Kanzlerkandidaten-Exegese

Ich bleibe dabei: Man nimmt es ihm nicht ab. Frank-Walter Steinmeier hat beim SPD-Parteitag ein kämpferische Rede gehalten, wie es die Kommentatoren in Zeitung, Funk und Fernsehen dann immer nennen. Die Zeitungen sind voll von Kanzlerkandidaten-Exegese. „Ich will Kanzler aller Deutschen werden“ wird dann als Machtanspruch gedeutet. Ach so. Da hat also die SPD tatsächlich einen Kanzlerkandidaten gekürt, der Machtanspruch hat. Entschuldigung, aber so blöd können noch nicht einmal Sozialdemokraten sein, einen Kandidaten zu küren, der keine Lust auf das angestrebte Amt hat.

Steinmeier ist einfach kein richtiger Sozi. Eigentlich ist er auch kein guter Redner. Am Sonntag ist er tatsächlich über seinen Schatten gesprungen. Es ist wohl sogar so, dass er frei gesprochen hat. Augenzeugen zufolge sollen die Delegierten im Saal kurzzeitig tatsächlich gedacht haben, dass die SPD mit Blick auf die Bundestagswahl noch nicht geschlagen ist. Ein Traum in Rot.

Immerhin liegt jetzt einmal ein Wahlprogramm auf den Tisch, das durchaus einige Akzente setzt. Die Union ist das noch schuldig. Angesichts der Wirtschaftskrise müssen sicher langfristige Ziele nochmals überdacht werden. Mal sehen, was am Ende dabei herauskommt.

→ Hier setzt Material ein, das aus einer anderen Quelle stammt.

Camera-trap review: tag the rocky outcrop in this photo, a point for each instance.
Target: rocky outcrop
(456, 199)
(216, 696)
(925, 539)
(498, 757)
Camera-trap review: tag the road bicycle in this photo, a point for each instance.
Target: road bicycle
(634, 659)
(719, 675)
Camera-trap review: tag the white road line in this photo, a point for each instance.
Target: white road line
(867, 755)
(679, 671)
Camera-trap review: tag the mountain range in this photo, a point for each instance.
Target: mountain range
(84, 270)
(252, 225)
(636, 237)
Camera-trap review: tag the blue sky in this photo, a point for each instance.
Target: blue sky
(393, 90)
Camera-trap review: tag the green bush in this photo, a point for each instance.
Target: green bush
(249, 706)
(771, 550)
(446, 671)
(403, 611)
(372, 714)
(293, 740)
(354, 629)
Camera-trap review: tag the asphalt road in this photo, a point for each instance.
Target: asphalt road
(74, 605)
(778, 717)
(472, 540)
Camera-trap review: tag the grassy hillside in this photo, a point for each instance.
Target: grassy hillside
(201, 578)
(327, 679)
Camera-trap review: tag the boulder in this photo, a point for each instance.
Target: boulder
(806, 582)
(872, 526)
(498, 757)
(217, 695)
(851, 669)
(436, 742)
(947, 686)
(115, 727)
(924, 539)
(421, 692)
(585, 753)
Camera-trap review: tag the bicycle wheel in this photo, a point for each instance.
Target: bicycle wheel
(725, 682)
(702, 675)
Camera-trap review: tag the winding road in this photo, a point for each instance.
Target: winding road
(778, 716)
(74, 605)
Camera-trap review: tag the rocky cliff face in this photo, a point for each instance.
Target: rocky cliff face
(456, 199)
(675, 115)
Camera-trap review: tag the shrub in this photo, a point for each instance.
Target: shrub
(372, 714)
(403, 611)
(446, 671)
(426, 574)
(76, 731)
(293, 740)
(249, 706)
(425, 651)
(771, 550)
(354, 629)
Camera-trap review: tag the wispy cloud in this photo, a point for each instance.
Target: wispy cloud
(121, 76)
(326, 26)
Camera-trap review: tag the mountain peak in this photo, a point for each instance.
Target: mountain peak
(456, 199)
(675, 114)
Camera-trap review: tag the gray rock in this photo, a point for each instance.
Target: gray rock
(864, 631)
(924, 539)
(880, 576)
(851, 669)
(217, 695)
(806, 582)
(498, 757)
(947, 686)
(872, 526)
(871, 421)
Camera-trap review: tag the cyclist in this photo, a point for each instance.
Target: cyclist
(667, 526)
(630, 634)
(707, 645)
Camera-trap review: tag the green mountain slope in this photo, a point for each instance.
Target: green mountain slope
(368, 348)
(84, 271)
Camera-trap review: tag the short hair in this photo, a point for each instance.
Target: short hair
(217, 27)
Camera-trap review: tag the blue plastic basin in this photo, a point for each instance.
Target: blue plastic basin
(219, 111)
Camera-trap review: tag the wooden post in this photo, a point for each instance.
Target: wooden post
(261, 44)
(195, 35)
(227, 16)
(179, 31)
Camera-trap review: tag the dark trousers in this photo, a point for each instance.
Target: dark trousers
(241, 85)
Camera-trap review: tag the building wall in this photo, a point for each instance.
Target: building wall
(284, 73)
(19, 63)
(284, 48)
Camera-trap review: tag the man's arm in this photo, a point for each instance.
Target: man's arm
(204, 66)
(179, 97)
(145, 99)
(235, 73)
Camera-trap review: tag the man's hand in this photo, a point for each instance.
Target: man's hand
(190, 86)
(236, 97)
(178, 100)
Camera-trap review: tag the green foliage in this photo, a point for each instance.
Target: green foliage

Auch bei der FDP darf man interessiert auf das fertige Papier warten. Die Liberalen stehen wie keine andere Partei für das „weiter so wie bisher“. Umso erstaunlicher ist es, dass die Liberalen sogar in Zeiten, in denen laut nach beispielsweise einer Regulierung des Finanzwesens gerufen wird, einen Erfolg nach dem anderen feiern. Wie können Liberale auf den Zug aufspringen und auch mehr Staat fordern, wenn alle – außer vielleicht den Liberalen selbst – der Meinung sind, dass der Kapitalismus in Reinform offensichtlich nicht das Modell der Zukunft ist, sondern eher irgendeine Spielart der sozialen Marktwirtschaft? Sie werden eine Lösung finden, die Westerwelles und Niebels.

Die Linken dürften da leichtes Spiel haben und den Einzug in den Bundestag erneut schaffen. Auch die Grünen werden sicher noch weiter profitieren. Irgendwie hat man das Gefühl, Grün könnte das neue Rot werden. Ich bleibe bei der Meinung, dass die Sozialdemokraten nachhaltig in einer Krise stecken. Es kommt zu einer neuen Ordnung. Aus heutiger Sicht wird nichts an der schwarz-gelben Regierung vorbeiführen. Die Union positioniert sich wieder als Partei, die für (christ-)soziale Marktwirtschaft steht. Die mögliche Rolle der FDP ist noch nicht ganz definiert.

Die nächsten Wochen und Monate werden interessant, nicht nur in der Wirtschaft, sondern auch in der Politik – dieser Aussage kann sicher jeder zustimmen.